Un partido como Podemos que ha  sabido combinar hábilmente las redes sociales con los medios más tradicionales como la televisión y que posiblemente haya salido de la dinámica izquierda-derecha para retomar la dinámica abajo-arriba con la muletilla de la casta, ya podría rozar un 40%.

Un 40% con las actuales reglas de juego, es prácticamente ya una opción de gobierno.

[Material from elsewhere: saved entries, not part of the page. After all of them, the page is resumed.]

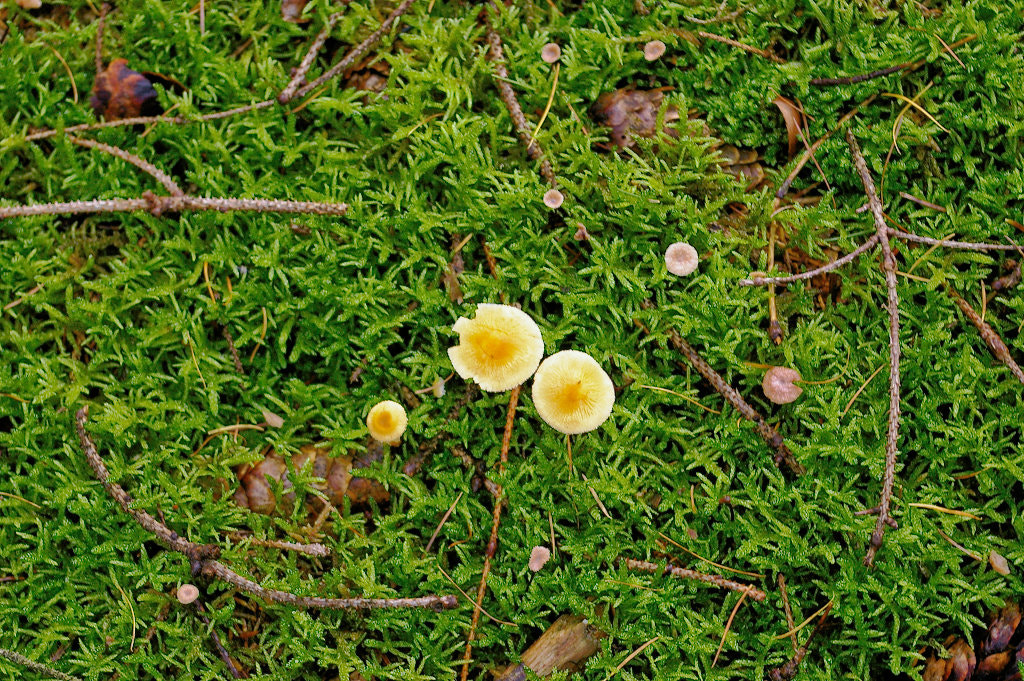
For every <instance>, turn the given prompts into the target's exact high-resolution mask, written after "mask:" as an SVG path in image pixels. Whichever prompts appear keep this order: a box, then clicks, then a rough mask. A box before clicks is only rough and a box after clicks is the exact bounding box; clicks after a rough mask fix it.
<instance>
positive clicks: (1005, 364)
mask: <svg viewBox="0 0 1024 681" xmlns="http://www.w3.org/2000/svg"><path fill="white" fill-rule="evenodd" d="M946 292H947V293H948V294H949V297H950V298H952V299H953V302H954V303H956V306H957V307H959V308H961V311H962V312H964V315H965V316H966V317H967V318H968V320H970V321H971V324H973V325H974V326H975V328H976V329H977V330H978V333H980V334H981V338H982V340H984V341H985V344H986V345H988V349H989V350H990V351H991V353H992V355H993V356H994V357H995V358H996V359H998V360H999V361H1001V363H1002V364H1004V365H1006V366H1007V369H1009V370H1010V373H1011V374H1013V375H1014V377H1016V378H1017V380H1018V381H1020V382H1021V383H1022V384H1024V371H1021V368H1020V366H1019V365H1018V364H1017V363H1016V361H1014V358H1013V357H1012V356H1010V348H1008V347H1007V344H1006V343H1004V342H1002V339H1001V338H999V334H998V333H996V331H995V329H992V328H991V327H990V326H988V324H987V323H985V322H984V321H983V320H982V318H981V315H980V314H978V312H976V311H975V309H974V308H973V307H971V304H970V303H968V302H967V301H966V300H964V299H963V298H962V297H961V296H959V294H957V293H956V292H955V291H953V289H952V287H951V286H949V285H946Z"/></svg>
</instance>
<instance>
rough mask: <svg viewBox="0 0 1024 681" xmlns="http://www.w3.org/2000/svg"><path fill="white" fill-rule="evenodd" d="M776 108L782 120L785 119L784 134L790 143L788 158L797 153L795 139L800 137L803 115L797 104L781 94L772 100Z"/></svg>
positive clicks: (796, 143) (795, 141)
mask: <svg viewBox="0 0 1024 681" xmlns="http://www.w3.org/2000/svg"><path fill="white" fill-rule="evenodd" d="M773 101H774V103H775V105H776V107H778V110H779V111H780V112H782V120H784V121H785V134H786V137H787V140H788V143H790V158H791V159H792V158H793V155H794V154H796V153H797V139H798V138H799V137H800V129H801V127H802V126H803V123H804V115H803V113H802V112H801V111H800V108H799V107H797V104H795V103H793V102H792V101H790V100H788V99H786V98H785V97H783V96H782V95H779V96H777V97H775V99H774V100H773Z"/></svg>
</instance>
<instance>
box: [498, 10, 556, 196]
mask: <svg viewBox="0 0 1024 681" xmlns="http://www.w3.org/2000/svg"><path fill="white" fill-rule="evenodd" d="M487 42H488V43H489V44H490V48H489V49H488V50H487V59H489V60H490V62H492V63H494V65H495V86H496V87H497V88H498V93H499V94H500V95H501V97H502V101H504V102H505V107H506V108H507V109H508V110H509V115H510V116H511V117H512V122H513V123H514V124H515V129H516V132H517V133H518V134H519V139H521V140H522V143H523V145H524V146H525V147H526V155H527V156H529V158H530V159H532V160H534V161H541V174H542V175H543V176H544V179H546V180H548V182H549V183H550V184H551V186H553V187H556V188H557V186H558V182H557V181H556V180H555V171H554V170H552V169H551V162H550V161H548V160H547V159H542V157H543V156H544V150H543V148H541V142H539V141H537V139H536V138H535V137H534V131H532V128H531V127H530V125H529V122H528V121H526V117H525V116H524V115H523V113H522V107H520V105H519V99H518V98H517V97H516V95H515V90H513V89H512V86H511V85H509V72H508V69H506V68H505V49H504V47H503V46H502V37H501V36H500V35H499V34H498V32H497V31H495V29H494V26H492V24H490V18H489V16H488V17H487Z"/></svg>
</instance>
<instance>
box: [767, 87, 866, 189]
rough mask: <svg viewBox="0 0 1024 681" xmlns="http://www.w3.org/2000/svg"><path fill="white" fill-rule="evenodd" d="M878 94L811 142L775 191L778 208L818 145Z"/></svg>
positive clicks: (861, 102) (858, 112)
mask: <svg viewBox="0 0 1024 681" xmlns="http://www.w3.org/2000/svg"><path fill="white" fill-rule="evenodd" d="M878 96H879V95H878V93H874V94H872V95H871V96H869V97H867V98H866V99H864V100H863V101H861V102H860V103H859V104H857V105H856V107H854V108H853V109H851V110H850V111H848V112H847V113H846V114H844V115H843V118H841V119H840V120H839V122H838V123H837V124H836V127H835V128H833V129H831V130H829V131H828V132H826V133H825V134H823V135H821V136H820V137H818V138H817V139H816V140H814V143H813V144H811V145H810V146H809V147H807V150H805V151H804V153H803V154H802V155H801V157H800V159H799V160H798V161H797V165H795V166H794V167H793V170H791V171H790V174H788V175H786V177H785V179H784V180H783V181H782V184H781V185H779V187H778V190H777V191H776V193H775V202H776V208H777V207H778V202H779V201H781V200H782V198H783V197H785V195H786V194H787V193H788V191H790V186H791V185H792V184H793V181H794V180H795V179H796V178H797V175H799V174H800V171H801V170H803V168H804V166H806V165H807V162H808V161H810V160H811V158H812V157H813V156H814V153H815V152H817V151H818V147H819V146H821V144H823V143H824V142H825V140H826V139H828V138H829V137H831V136H833V135H834V134H836V133H837V132H838V131H839V129H840V128H842V127H843V126H844V125H845V124H846V122H847V121H849V120H850V119H851V118H853V117H854V116H856V115H857V114H858V113H859V112H860V110H861V109H863V108H864V107H866V105H867V104H869V103H871V102H872V101H874V99H876V97H878Z"/></svg>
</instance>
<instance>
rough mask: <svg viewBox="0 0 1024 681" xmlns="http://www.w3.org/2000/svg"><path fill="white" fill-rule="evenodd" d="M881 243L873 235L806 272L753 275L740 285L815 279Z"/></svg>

No sé si esto podría ser una actualización de las correas de transmisión de toda la vida o realmente es una nueva forma de hacer política. En cualquier caso, no sé si se podrá llegar algún día a crear un frente cívico tipo Anguita; pero lo que está bastante claro es que ya existe un auténtico Frente 2.0.

Hablando con gente de los barrios, sobre todo con la que tiene menos acceso a la red, o vida en internet, es evidente que Podemos ha sabido llegar al menos a una considerable parte de esa mayoría silenciosa tan querida y halagada hasta ahora por el gobierno. De seguir así, con esta misma dinámica, ese 40% podría quedarse hasta corto.

Uniendo esta circunstancia a un Frente 2.0 con el suficiente fundamento, quién sabe hasta donde se podría llegar.

Está ya dando vueltas por la Red esta carta de Podemos a sus círculos… si ha esto le añadimos el Partido X, el Movimiento por la Democracia y el propio #15M, la suerte está echada.